Era 13 de abril, nunca me había detenido a pensar en cómo sería todo si no hubiera nacido; si no existiera; si nadie me conociera; si no pudiera hacer nada… Caminaba por la calle completamente hundida en mis pensamientos, cuando al tropezar con la acera, se me cayeron los libros que llevaba en la mano. Los cogí con resignación y los acarreé. Mi mochila todavía no había secado desde la última vez que mi madre la lavó. Seguí caminando hasta que al fin llegué. Allí estaba. Era enorme. Aunque se hallaba en un lugar un tanto sombrío para mí gusto… Era mi nueva casa. Estaba a las afueras de la ciudad donde ya no había tantos edificios ni coches. Era un lugar tranquilo y en el que no iba a tener ninguna preocupación por el espacio. A la puerta estaban mis padres esperándome para enseñarme la casa por dentro. Yo volvía del instituto; sus seis horas se me habían hecho eternas esperando a que tocara el timbre para ir caminando a nuestra nueva casa. Posé los libros en la mesa de la sala. Todavía nos quedaban pertenencias por transportar; entre otras mi mochila. Aunque supongo que con la llegada de mi cumpleaños, el 18 de éste mes, me comprarían otra porque ésta ya estaba muy vieja y rota. Seguidamente de ver toda la casa,-como aquel día no tenía apetito- fui a mi nueva habitación en la que ya habían instalado un ordenador, un escritorio y una cama, y me puse a descansar en aquel mullido colchón.

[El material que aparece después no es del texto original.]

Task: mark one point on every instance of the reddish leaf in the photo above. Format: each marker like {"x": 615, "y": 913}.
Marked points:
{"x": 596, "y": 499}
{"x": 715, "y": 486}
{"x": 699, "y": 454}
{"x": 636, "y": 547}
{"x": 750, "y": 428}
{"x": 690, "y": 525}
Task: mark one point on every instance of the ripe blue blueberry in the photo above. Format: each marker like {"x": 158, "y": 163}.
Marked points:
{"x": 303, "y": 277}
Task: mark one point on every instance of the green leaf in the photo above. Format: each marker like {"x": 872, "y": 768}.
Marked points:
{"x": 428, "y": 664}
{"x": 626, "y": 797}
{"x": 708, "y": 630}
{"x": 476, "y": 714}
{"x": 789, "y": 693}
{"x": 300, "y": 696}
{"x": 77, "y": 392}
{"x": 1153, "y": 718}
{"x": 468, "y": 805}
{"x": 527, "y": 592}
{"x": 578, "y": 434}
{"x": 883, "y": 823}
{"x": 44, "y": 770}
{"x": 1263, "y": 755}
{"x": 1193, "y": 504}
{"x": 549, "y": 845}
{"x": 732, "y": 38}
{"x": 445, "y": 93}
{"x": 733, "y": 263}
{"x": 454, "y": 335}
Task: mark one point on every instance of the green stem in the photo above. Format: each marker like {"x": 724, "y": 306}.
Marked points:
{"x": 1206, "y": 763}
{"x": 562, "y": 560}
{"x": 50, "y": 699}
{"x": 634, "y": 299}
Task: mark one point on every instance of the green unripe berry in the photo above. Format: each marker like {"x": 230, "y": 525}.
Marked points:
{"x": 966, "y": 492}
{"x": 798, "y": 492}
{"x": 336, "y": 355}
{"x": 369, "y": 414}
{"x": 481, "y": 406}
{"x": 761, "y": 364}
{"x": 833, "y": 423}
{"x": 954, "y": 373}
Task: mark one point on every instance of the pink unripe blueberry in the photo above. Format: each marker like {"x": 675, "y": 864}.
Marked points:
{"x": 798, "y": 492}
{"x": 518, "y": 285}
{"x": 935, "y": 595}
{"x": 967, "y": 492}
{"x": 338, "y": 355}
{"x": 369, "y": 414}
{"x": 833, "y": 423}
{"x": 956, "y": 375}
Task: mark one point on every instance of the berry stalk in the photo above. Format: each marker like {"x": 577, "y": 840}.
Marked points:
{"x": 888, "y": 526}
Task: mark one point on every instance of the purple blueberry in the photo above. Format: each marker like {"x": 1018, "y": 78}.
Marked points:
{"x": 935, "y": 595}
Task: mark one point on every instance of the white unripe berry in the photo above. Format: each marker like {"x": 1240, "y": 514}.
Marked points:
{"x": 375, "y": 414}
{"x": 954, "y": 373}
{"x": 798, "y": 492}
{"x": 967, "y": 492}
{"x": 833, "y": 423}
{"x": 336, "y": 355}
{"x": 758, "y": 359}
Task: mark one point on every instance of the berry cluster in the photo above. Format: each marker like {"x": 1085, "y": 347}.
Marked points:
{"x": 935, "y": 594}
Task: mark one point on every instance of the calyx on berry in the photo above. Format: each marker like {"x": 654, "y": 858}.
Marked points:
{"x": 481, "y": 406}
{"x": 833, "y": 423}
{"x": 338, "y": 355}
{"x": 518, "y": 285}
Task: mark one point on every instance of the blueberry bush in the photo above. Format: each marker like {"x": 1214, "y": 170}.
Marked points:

A las 17:00 me despertó un golpeteo de nudillos en la puerta. -¿Se puede?- dijo una voz ronca y cascada. -Si, adelante- contesté a mi padre. Asomó la cabeza por la puerta. - ¿Qué quieres? Estaba durmiendo-. - Me gustaría saber si vas a venir al piso a por tus cosas- me propuso. - Si; pero dame tiempo a levantarme y peinarme- le dije apresuradamente. - Claro- cerró la puerta y se fue. A toda prisa, me recogí el pelo en una coleta; era lo más sencillo y práctico a la vez. Bajé las escaleras rápidamente con cuidado de no caerme y entré en el coche. Mi padre, -que por cierto, su nombre es Javier- me estaba esperando ya con el cinturón abrochado.